🤖 AI Summary
Low-resource Luxembourgish suffers from a scarcity of high-quality instruction data, while conventional machine translation approaches often introduce semantic distortions and cultural misalignments. To address this, we propose a translation-free cross-lingual instruction data construction method: leveraging English–French–German aligned corpora, we integrate multilingual alignment mining, cross-lingual instruction mapping, and rigorous human validation to construct— for the first time— a culturally adapted, semantically consistent Luxembourgish instruction-tuning dataset. Our approach preserves language-specific nuances and eliminates translation noise, thereby advancing the paradigm for low-resource language data curation. Experimental results demonstrate that large language models fine-tuned on this dataset achieve significant improvements in Luxembourgish instruction following, generation quality, and cross-lingual representation alignment.
📝 Abstract
Instruction tuning has become a key technique for enhancing the performance of large language models, enabling them to better follow human prompts.
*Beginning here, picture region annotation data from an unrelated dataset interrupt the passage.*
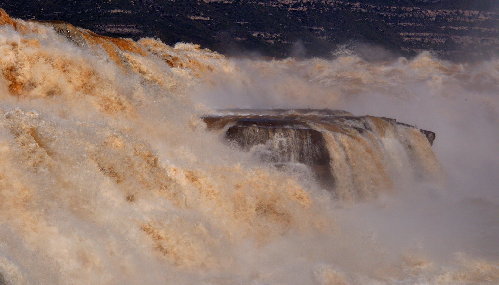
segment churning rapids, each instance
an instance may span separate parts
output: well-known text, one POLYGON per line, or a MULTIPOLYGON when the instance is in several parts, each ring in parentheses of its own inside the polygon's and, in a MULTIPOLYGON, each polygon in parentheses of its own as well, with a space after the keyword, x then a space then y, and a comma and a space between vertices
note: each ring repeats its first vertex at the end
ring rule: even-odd
POLYGON ((499 284, 499 60, 0 24, 0 284, 499 284))

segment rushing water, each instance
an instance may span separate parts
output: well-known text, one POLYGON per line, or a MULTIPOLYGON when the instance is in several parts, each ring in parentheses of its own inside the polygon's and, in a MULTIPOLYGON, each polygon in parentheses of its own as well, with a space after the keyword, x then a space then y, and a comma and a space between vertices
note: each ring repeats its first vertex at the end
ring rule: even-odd
POLYGON ((0 21, 0 284, 499 283, 499 61, 235 59, 0 21), (242 107, 437 138, 325 132, 332 191, 202 119, 242 107))

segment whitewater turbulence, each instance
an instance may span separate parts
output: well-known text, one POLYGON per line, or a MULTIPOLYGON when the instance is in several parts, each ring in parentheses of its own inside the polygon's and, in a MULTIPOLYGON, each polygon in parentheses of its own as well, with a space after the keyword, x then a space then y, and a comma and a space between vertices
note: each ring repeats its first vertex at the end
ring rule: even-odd
POLYGON ((499 283, 498 61, 0 25, 0 284, 499 283))

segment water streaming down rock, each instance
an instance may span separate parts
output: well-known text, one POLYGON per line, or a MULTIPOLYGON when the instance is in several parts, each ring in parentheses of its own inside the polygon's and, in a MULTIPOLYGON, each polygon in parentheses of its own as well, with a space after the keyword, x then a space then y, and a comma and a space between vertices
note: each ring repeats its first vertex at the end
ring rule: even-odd
MULTIPOLYGON (((260 161, 285 169, 297 164, 310 168, 323 187, 342 200, 369 199, 391 187, 388 165, 391 153, 384 142, 393 140, 423 169, 421 153, 435 138, 431 131, 418 129, 393 119, 355 117, 329 109, 220 110, 228 115, 206 116, 209 129, 222 133, 230 142, 250 151, 260 161), (413 130, 416 130, 414 132, 413 130), (418 131, 419 131, 419 134, 418 131), (417 136, 426 137, 421 142, 417 136)), ((431 159, 436 161, 433 157, 431 159)), ((427 169, 419 175, 434 173, 427 169)))
POLYGON ((499 159, 473 148, 499 144, 496 62, 238 61, 2 10, 0 24, 0 283, 499 282, 499 159), (231 105, 260 109, 213 111, 231 105), (261 109, 279 106, 293 109, 261 109), (452 187, 435 183, 432 133, 296 106, 428 126, 452 187), (453 187, 480 195, 454 203, 453 187))

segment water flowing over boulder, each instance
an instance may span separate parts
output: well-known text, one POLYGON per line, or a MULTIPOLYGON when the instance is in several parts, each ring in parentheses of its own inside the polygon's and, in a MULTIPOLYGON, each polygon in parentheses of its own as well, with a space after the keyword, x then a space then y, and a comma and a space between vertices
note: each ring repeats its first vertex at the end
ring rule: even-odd
POLYGON ((219 111, 203 117, 209 130, 278 168, 307 167, 343 198, 368 198, 375 189, 389 188, 394 157, 407 158, 420 175, 428 168, 425 154, 433 154, 434 132, 394 119, 328 109, 219 111))

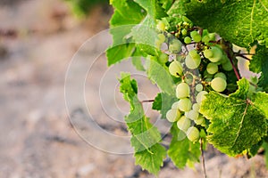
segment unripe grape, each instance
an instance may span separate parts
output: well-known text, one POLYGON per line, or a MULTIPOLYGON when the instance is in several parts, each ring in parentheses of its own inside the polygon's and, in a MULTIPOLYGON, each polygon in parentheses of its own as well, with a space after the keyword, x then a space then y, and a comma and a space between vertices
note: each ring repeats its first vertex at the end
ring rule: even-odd
POLYGON ((188 127, 191 125, 191 121, 185 116, 182 116, 177 122, 177 126, 180 130, 187 132, 188 127))
POLYGON ((223 78, 224 80, 227 79, 226 75, 222 72, 216 73, 214 77, 221 77, 221 78, 223 78))
POLYGON ((179 39, 173 39, 169 46, 169 51, 172 53, 178 53, 181 50, 181 42, 179 39))
POLYGON ((177 85, 176 96, 179 99, 186 98, 189 96, 190 88, 188 84, 182 82, 177 85))
POLYGON ((188 98, 183 98, 179 101, 178 106, 180 110, 186 112, 191 109, 192 102, 188 98))
POLYGON ((193 110, 199 112, 199 109, 200 109, 200 105, 198 103, 193 104, 193 110))
POLYGON ((197 85, 196 85, 196 90, 197 90, 197 92, 201 92, 201 91, 203 90, 203 85, 202 85, 202 84, 197 84, 197 85))
POLYGON ((232 70, 232 65, 230 61, 228 61, 226 63, 222 64, 222 66, 225 71, 232 70))
POLYGON ((190 111, 188 111, 187 117, 192 120, 195 120, 195 119, 198 118, 198 116, 199 116, 198 112, 197 112, 196 110, 190 110, 190 111))
POLYGON ((205 117, 202 115, 199 115, 197 119, 195 119, 195 123, 197 125, 202 125, 204 123, 205 117))
POLYGON ((190 69, 196 69, 201 63, 201 57, 196 50, 192 50, 186 56, 185 65, 190 69))
POLYGON ((165 30, 165 25, 163 21, 158 21, 156 25, 156 28, 159 29, 160 31, 164 31, 165 30))
POLYGON ((209 74, 214 74, 219 70, 218 65, 213 62, 210 62, 206 66, 206 71, 209 74))
POLYGON ((201 103, 203 100, 205 99, 205 94, 207 94, 208 93, 205 91, 201 91, 197 93, 197 103, 201 103))
POLYGON ((177 121, 180 117, 180 111, 178 109, 170 109, 167 111, 166 115, 166 119, 170 122, 175 122, 177 121))
POLYGON ((199 139, 200 134, 197 127, 191 126, 187 130, 187 138, 191 142, 196 142, 199 139))
POLYGON ((211 87, 216 92, 223 92, 226 89, 226 80, 221 77, 215 77, 211 81, 211 87))
POLYGON ((180 77, 183 71, 180 62, 173 61, 169 66, 169 71, 172 76, 180 77))
POLYGON ((184 38, 184 43, 185 44, 190 44, 192 42, 192 39, 189 36, 186 36, 184 38))
POLYGON ((158 61, 161 63, 164 64, 165 62, 167 62, 169 61, 169 56, 166 53, 161 53, 158 58, 158 61))

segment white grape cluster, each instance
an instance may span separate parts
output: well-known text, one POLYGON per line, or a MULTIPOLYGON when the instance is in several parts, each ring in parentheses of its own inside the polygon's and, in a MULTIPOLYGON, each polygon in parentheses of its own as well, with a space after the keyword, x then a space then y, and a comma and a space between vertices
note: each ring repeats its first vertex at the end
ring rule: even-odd
MULTIPOLYGON (((183 44, 177 38, 166 39, 168 36, 163 33, 165 25, 158 23, 157 28, 161 33, 156 40, 156 46, 160 48, 163 43, 168 43, 168 53, 178 54, 181 53, 183 44)), ((172 109, 167 111, 168 121, 177 123, 177 126, 184 132, 191 142, 199 140, 198 128, 206 125, 206 120, 199 113, 201 101, 205 98, 207 91, 214 90, 222 93, 227 87, 227 77, 225 71, 232 70, 232 64, 221 45, 210 43, 215 41, 215 34, 208 33, 207 30, 180 29, 184 44, 201 44, 201 49, 194 48, 188 52, 185 58, 173 60, 169 63, 169 72, 175 77, 181 77, 181 82, 177 85, 176 96, 179 99, 174 102, 172 109), (205 68, 205 69, 204 69, 205 68), (202 73, 197 74, 197 70, 202 73), (200 126, 198 126, 200 125, 200 126)), ((169 55, 163 53, 159 56, 161 63, 167 63, 169 55)))

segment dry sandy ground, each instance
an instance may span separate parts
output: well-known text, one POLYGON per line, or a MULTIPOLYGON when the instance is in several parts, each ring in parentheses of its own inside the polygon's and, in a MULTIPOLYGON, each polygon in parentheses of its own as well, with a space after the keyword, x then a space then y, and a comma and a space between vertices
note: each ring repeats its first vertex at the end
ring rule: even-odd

However, low-resource languages such as Luxembourgish face severe limitations due to the lack of high-quality instruction datasets. Traditional reliance on machine translation often introduces semantic misalignment and cultural inaccuracies. In this work, we address these challenges by creating a cross-lingual instruction tuning dataset for Luxembourgish, without resorting to machine-generated translations into it. Instead, by leveraging aligned data from English, French, and German, we build a high-quality dataset that preserves linguistic and cultural nuances. We provide evidence that cross-lingual instruction tuning not only improves representational alignment across languages but also the model's generative capabilities in Luxembourgish. This highlights how cross-lingual data curation can avoid the common pitfalls of machine-translated data and directly benefit low-resource language development.